Variations on a Theme at Harriet's Cheesecakes

November 05, 2000|EMORY HOLMES II

The afternoon foot-traffic at Harriet's Cheesecakes has finally thinned and Harriet Murphy Parks, 62, busies herself with a specialty order for the merchant next door. Standing back from the heat of her stove, she slowly cooks the confections that will adorn her two most popular cakes: praline and sweet potato.

Across the kitchen, hunched like a jeweler over his bench, her son Michael--part of the third generation of family cooks--squeezes caramel flourishes down the top and sides of a row of cheesecake slices, which are chilled and as white as pearls. "I have no technical training," Harriet Parks confides. "Everything I do is by accident or a cover-up of something that I've made a mistake at and have tried to work out."

Experimentation led to innovation--such as her preference for baking strawberries and other fresh fruits into her cakes rather than placing them on top. Friends soon encouraged Parks to develop her luxuriously quirky cheesecakes into a business.

She set up shop in Inglewood, just east of La Cienega Boulevard on Centinela Avenue. Seventeen years later, Harriet's Cheesecakes has become more than a neighborhood institution. "We've had customers from San Diego [and] Costa Mesa who have heard of us from word of mouth."

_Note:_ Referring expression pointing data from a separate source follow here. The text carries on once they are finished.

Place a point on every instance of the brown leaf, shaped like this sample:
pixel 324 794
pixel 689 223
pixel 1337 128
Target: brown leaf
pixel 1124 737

The little cheesecake shop boasts 65 signature flavors, including peanut butter chocolate, mandarin orange, peppermint, pina colada, mango lime, white chocolate strawberry, banana split, peaches 'n' cream, eggnog, and banana 'n' strawberry, alongside the neighborhood favorites of sweet potato, praline and her newest delight, banana pudding. And soon, with plans underway for a store on the Westside, Angelenos may be able to sample a svelte new flavor: tofu.